Jaksa Esther dan Devi Ditetapkan Jadi Tersangka

- detikNews
Senin, 23 Mar 2009 19:24 WIB
Jakarta - Jaksa Penuntut Umum (JPU) Esther Tanak dan Devi Verawati resmi ditetapkan sebagai tersangka dalam penggelapan barang bukti ekstasi sebanyak 343 butir. Keduanya ditetapkan sebagai tersangka karena terbukti mengedarkan ekstasi.

"Setelah pemeriksaan selesai, telah diperoleh bukti permulaan yang cukup, maka Esther dan Devi kita tetapkan sebagai tersangka. Dan mulai hari ini keduanya ditahan," ujar Direktur Narkoba Polda Metro Jaya Kombes Pol Arman Depari saat jumpa pers di Mapolda Metro Jaya, Senin (23/3/2009).

Dari tangan keduanya, polisi menyita barang bukti berupa 343 butir ekstasi berwarna ungu berlogo "S", 2 buah handphone Nokia dan Blackbery serta nota pembelian kendaran xenia B 1807 JM. Upaya lebih lanjut, Polda Metro akan melakukan pemeriksaan ulang barang bukti yang berkaitan dengan kasus.

SCROLL TO CONTINUE WITH CONTENT

"Tindak lanjut yang akan kita lanjutkan adalah minta izin dari Ketua PN Jakarta Utara untuk memeriksa ulang barang bukti yang ada kaitannya dengan perkara yang kita sidik," katanya.

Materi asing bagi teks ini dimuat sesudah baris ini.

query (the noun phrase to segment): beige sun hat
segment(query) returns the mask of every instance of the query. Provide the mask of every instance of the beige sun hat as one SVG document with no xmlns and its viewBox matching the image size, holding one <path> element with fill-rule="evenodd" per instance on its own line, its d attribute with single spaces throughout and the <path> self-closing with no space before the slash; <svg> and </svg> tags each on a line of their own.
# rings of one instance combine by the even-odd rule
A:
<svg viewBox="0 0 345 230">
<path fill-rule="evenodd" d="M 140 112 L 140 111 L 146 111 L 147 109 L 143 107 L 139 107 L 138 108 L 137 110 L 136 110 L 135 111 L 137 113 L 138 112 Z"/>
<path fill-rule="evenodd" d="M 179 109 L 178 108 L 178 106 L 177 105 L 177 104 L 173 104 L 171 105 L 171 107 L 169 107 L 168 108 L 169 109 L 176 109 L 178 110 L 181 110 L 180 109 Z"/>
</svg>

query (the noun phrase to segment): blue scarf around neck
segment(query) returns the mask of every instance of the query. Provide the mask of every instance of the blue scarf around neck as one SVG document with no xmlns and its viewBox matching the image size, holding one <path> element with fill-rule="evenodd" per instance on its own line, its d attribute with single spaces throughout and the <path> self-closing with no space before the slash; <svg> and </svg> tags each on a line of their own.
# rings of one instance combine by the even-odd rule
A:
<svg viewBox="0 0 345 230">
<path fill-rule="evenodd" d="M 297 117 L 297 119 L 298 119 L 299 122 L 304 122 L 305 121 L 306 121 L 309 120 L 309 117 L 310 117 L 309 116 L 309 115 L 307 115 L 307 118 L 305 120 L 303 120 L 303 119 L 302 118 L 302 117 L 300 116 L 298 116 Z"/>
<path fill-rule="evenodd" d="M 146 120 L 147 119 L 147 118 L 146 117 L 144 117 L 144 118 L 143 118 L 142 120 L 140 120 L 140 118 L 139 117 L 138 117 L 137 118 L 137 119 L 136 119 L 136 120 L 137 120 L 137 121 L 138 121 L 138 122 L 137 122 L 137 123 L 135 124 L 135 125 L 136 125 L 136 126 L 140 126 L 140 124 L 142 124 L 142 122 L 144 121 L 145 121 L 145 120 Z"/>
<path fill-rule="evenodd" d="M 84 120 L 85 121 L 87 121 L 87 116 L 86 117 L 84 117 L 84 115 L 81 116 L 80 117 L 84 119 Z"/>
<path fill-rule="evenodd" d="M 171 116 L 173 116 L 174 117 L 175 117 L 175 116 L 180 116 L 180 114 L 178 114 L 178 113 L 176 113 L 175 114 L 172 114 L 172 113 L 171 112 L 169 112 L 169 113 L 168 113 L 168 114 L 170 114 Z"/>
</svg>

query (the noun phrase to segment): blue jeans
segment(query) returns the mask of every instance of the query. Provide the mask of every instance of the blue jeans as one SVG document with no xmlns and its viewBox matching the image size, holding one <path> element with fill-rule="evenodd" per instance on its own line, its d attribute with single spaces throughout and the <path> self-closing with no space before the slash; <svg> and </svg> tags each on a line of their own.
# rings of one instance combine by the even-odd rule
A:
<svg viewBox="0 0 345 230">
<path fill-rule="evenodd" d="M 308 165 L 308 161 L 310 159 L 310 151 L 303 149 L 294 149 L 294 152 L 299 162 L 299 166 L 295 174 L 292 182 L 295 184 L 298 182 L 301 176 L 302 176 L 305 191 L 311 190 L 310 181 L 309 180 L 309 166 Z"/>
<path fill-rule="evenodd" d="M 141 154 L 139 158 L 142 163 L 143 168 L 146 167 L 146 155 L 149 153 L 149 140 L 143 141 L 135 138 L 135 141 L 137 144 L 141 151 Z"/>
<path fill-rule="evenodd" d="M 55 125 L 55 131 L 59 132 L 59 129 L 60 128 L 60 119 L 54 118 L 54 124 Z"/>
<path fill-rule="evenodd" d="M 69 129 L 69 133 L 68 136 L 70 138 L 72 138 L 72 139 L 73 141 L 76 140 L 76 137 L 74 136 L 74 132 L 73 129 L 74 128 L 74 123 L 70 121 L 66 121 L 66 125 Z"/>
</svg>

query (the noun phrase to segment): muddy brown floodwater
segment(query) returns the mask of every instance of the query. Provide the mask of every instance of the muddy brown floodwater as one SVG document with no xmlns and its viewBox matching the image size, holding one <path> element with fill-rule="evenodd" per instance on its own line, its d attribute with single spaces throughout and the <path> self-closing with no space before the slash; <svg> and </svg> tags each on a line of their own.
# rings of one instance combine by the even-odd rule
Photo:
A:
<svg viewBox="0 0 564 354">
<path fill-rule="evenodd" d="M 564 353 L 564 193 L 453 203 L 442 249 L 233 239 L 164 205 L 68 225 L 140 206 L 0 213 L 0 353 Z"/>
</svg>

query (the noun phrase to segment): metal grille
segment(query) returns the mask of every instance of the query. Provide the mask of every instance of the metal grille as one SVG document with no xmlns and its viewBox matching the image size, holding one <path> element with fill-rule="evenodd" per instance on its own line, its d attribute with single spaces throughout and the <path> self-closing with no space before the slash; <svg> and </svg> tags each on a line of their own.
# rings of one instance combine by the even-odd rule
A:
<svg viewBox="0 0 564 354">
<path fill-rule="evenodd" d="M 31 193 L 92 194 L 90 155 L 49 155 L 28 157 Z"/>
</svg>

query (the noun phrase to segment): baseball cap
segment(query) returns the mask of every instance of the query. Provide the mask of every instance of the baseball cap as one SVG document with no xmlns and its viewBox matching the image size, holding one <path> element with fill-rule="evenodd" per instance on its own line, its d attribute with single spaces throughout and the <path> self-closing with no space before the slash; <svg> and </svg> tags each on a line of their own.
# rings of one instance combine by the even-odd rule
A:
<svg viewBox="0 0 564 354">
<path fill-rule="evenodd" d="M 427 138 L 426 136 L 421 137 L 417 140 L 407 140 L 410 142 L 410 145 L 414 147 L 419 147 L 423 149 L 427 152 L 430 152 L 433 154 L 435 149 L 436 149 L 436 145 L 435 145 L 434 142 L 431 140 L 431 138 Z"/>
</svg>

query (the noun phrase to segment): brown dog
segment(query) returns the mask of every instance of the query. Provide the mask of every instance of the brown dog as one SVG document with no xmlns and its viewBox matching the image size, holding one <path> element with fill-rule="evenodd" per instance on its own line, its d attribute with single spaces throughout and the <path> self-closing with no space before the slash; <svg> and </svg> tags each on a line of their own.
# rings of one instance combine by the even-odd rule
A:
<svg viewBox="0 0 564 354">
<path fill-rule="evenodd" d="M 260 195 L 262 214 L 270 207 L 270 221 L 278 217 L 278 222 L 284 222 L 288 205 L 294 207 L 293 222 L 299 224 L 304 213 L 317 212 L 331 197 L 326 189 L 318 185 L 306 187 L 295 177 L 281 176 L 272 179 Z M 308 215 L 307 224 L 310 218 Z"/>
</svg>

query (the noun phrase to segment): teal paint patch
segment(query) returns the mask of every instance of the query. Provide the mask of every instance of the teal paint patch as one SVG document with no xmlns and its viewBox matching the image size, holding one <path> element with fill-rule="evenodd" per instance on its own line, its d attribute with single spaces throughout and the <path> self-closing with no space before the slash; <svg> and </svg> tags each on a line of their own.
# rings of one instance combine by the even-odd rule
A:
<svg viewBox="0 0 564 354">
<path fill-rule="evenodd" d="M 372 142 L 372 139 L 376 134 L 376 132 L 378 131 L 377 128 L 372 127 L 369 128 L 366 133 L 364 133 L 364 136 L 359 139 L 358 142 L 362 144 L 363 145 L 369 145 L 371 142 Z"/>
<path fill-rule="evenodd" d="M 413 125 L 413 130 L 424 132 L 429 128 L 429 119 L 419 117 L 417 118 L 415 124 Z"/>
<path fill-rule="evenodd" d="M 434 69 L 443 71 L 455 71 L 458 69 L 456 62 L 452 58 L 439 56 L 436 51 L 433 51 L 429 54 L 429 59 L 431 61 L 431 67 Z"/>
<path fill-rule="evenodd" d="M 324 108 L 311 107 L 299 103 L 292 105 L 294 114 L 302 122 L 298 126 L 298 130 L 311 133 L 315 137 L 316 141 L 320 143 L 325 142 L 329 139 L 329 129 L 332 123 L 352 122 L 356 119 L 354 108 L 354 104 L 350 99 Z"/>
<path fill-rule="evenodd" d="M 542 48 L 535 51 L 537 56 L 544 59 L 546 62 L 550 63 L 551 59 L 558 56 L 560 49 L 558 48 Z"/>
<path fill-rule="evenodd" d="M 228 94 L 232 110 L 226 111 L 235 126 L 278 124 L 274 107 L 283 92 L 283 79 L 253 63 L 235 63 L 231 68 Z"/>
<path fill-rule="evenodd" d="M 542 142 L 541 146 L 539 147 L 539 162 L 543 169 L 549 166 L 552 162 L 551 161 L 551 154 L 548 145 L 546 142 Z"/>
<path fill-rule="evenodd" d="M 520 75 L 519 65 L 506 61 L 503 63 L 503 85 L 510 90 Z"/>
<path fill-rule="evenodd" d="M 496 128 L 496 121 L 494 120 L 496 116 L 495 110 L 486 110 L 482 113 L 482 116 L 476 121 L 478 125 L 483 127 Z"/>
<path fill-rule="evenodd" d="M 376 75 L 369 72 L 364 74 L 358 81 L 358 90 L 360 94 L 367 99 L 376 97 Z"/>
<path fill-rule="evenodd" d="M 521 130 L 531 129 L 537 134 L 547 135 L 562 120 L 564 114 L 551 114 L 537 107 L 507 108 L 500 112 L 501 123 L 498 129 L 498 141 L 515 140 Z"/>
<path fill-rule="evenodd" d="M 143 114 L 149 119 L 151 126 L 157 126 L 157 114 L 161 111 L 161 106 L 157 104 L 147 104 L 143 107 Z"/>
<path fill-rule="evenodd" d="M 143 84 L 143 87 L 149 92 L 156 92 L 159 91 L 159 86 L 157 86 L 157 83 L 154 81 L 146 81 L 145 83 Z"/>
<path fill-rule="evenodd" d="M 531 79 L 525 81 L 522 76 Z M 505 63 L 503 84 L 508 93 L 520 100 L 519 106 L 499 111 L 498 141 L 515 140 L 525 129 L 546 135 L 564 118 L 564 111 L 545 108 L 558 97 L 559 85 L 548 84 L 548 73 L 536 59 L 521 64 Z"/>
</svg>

"Kedua tersangka dikenakan Pasal  60 ayat 1 tentang Pengedar, pasal 60 ayat 2 tentang kepemilikan, jo pasal 71 UU Psiotropika tentang melakukan tindak pidana psikotropika secara  bersama-sama," katanya.

Sementara itu, Jaksa Sophi Marisa hanya ditetapkan sebagai saksi karena tidak terbukti terlibat. "Tapi tadi dia datang. Kita mintai keterangan tambahan saja," tuturnya.

Sebelumnya, polisi juga telah menahan seorang pegawai sipil di Polsek Pademangan, Zaenanto dan anggota Polsek Pademangan, Aiptu Irvan karena kedapatan memiliki 300 butir ekstasi. "Yang 43 didapat di lokasi yang sama, dia buang.  Dari keterangan Irvan, ekstasi tersebut didapat dari Esther," jelasnya.

Menanggapi anggotanya yang terlibat dalam tindak pidana ini, Kapolda Metro Jaya Irjen Pol Wahyono, dalam kesempatan yang sama mengatakan akan menindak tegas anggotanya itu. "Anggota yang terlibat semua ada ketentuannya, proses berjalan. Kita berikan sanksi yg tegas tanpa kompromi," kata Wahyono.